Best-pixel compositing


Learning goals

  • Understand the fundamentals of best-pixel image compositing
  • Parameterize a compositing function and create your own composite from multiple Landsat images

Background

The availability of Landsat images varies by region. Even in areas where observation density is high, such as North America, coverage can be reduced by clouds and quality of observations can be impacted by haze or sensor saturation.

Global availability of Landsat images. Source: Wulder et al. 2016; https://doi.org/10.1016/j.rse.2015.11.032

Using best-pixel compositing, we can integrate multiple observations (i.e., from multiple Landsat images) by combining the ‘best’ observations to create one consistent image composite. One of the first global Landsat composites was produced using the WELD compositing approach (Roy et al. 2011, https://doi.org/10.1016/j.rse.2009.08.011).

Monthly global WELD surface reflectance composite for June 2009. Source: https://worldview.earthdata.nasa.gov/

Pixel-based compositing allows us to create cloud-free, radiometrically and phenologically consistent image composites that are contiguous over large areas. A set of parameters is used to determine the observations best suited for analysis. These parameters can, e.g., include the distance to clouds in the image, or the temporal proximity to a target day of the year (DOY). Defining scoring functions allows for a flexible parametrization according to user’s needs and study area characteristics. Different parameters can also be weighted according to their relevance for a given application.

Creating one best-pixel composite from three images.


Best-pixel compositing in seven steps

1) Determine compositing parameters.

Common compositing parameters include the target DOY (e.g. June 15 +/- 50 days), target year (e.g., 2015 +/- 1 year), and distance of a given pixel to clouds (e.g. 100 pixels away from clouds). In the next steps, we will use these parameters to determine the ‘best’ pixel for our composite.

2) Calculate image suitability.

We will first calculate DOY and year suitability scores for each image. These scores range from 0 to 1 and are based on the image acquisition year and DOY.

Five images to be used for best-pixel compositing and their DOY and year offsets

We will use a Gaussian function to determine the DOY suitability of an observation. In the plot for the DOY function below, we’re choosing a parameterization that favors observations closest to the target DOY and assign a suitability score of 0 for observations that are 50 days from the target date. For example, a May 16 2015 observation is 30 days from the target DOY and receives a suitability score of 0.19.

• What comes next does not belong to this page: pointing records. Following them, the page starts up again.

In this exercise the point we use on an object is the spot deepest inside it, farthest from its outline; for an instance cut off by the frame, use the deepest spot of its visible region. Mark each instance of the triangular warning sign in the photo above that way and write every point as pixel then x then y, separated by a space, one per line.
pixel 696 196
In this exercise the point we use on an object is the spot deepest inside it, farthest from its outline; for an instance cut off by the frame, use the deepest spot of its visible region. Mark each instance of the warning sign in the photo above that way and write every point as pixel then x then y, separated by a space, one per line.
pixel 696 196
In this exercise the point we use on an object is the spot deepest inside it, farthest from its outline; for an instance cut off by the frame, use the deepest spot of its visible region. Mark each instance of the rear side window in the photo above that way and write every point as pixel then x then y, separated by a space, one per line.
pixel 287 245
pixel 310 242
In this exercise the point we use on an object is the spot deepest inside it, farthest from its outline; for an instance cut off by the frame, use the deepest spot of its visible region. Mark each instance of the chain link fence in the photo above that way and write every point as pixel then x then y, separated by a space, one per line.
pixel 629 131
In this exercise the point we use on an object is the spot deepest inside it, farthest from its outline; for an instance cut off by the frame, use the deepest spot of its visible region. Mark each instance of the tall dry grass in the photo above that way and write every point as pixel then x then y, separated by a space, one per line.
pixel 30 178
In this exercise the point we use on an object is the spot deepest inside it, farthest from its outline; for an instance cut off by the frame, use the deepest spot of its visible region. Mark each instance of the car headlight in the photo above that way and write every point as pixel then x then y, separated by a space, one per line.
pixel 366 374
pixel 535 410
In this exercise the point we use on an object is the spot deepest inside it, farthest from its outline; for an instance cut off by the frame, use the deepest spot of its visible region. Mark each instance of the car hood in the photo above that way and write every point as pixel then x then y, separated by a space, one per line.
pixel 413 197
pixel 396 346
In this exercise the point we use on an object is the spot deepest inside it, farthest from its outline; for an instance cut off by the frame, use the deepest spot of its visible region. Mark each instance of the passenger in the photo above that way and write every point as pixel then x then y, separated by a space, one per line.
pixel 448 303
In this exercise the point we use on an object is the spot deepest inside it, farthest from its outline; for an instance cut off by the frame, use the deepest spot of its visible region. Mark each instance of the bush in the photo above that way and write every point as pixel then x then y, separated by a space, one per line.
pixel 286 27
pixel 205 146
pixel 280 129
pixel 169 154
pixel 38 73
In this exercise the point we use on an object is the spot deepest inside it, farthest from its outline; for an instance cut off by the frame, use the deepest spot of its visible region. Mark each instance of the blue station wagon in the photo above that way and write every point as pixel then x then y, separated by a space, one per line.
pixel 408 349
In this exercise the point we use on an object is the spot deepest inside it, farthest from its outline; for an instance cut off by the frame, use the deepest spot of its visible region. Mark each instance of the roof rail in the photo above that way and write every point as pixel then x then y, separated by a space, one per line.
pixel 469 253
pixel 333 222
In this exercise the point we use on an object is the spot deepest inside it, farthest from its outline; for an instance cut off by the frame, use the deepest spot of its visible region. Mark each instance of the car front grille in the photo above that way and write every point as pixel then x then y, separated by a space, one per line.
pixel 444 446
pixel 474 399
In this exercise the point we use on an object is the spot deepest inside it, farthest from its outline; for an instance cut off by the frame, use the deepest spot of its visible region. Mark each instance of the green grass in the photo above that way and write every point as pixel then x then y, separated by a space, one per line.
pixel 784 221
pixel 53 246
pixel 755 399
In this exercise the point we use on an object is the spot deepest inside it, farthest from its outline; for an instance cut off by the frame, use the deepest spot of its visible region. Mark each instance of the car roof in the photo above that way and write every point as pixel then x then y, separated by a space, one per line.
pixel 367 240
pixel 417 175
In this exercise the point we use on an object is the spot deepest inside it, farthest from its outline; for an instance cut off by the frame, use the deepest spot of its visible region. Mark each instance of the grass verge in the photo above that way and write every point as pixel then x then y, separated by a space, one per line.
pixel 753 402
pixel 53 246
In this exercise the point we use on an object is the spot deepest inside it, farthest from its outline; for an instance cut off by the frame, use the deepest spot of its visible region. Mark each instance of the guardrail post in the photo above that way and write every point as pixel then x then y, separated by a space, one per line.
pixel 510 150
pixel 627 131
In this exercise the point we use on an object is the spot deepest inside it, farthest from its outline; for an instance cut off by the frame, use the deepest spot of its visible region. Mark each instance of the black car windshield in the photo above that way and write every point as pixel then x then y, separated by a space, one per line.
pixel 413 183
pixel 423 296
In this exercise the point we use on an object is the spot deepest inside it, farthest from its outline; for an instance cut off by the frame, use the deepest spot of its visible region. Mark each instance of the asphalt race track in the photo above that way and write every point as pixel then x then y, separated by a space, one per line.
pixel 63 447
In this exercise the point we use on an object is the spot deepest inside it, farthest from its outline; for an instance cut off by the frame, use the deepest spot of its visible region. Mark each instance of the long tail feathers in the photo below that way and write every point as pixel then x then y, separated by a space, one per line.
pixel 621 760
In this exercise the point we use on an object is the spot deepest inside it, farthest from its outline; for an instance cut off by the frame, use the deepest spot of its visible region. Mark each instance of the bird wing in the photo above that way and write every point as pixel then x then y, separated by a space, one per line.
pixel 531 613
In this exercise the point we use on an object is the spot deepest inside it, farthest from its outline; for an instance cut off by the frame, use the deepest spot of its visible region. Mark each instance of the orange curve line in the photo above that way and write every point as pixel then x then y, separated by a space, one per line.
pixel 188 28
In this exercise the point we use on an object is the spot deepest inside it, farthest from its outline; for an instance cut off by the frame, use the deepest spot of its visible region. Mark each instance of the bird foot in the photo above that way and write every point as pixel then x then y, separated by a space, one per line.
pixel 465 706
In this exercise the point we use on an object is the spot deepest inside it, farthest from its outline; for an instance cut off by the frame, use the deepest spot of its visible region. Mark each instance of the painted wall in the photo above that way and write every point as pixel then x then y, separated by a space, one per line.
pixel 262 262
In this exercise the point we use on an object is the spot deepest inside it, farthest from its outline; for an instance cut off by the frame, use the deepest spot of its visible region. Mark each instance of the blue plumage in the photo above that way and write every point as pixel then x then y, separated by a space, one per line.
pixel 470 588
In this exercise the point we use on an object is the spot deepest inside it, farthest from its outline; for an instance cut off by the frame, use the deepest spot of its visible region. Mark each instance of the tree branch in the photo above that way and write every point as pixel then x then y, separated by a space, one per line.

A linear function determines the suitability score for the year of observation. Again, observations close to the target year are assigned high values, while observations acquired five or more years from the target year are considered unsuitable. The resulting suitability score for the May 15 2015 observation is 1.

Scoring functions for the DOY and year suitability score

3) Calculate pixel-level suitability.

Next, we calculate each pixel’s suitability score, again ranging from 0 to 1. The only pixel-level score we will consider here is the distance to clouds.

Distance to next cloud in pixels

To minimize the likelihood of pixels being affected by clouds, we favor observations further away from clouds. The linear cloud distance scoring function below assigns a suitability score of 1 as soon as the distance to the next cloud is equal or greater than 100 pixels. An observation that has a distance of 60 pixels (approximately 1800m) to the next cloud receives a cloud distance suitability score of 0.56.

Linear function for the cloud suitability score

4) Define which criteria are most important for your application.

We can weigh the different parameters according to our needs by defining weights (W) for each of the suitability scores. For instance, by prioritizing the DOY score over the year score.

\[W_{DOY} = 0.5\] \[W_{year} = 0.2\] \[W_{CloudDist} = 0.3\]

5) Calculate a score for each pixel in each image.

We can use the weighted sum of suitabilities (S = score):

\[score = S_{DOY} * W_{DOY} + S_{Year} * W_{Year} + S_{CloudDist} * W_{CloudDist}\]

Using the values from the example above yields:
\[score = 0.19 * 0.50 + 1.00 * 0.20 + 0.56 * 0.30\] \[score = 0.46\]

Resulting suitability scores for each image

6) Use the best observation (i.e. the highest score) for each pixel to create the final composite.

7) Evaluate the results by checking for seasonal/annual consistency and cloud distance (and re-iterate).

Final Landsat composite and Pixel Based Composite (PBC) information


Assignment

The goal of this week’s assignment is to combine several images into best-pixel composites using a parametric compositing function. We provide the data for this assignment in our repository. After unpacking, you will find the following folders:

  • sr_data: a total of 43 cloud-masked bottom of atmosphere image chips for our study region, acquired in various seasons, years, and with different degrees of cloud cover.
  • cloud_dist: data on the distance (in pixels) to the closest cloud for each of the BOA images.
  • fmask: the cloud masks used to mask the BOA images and to derive the cloud distance layers.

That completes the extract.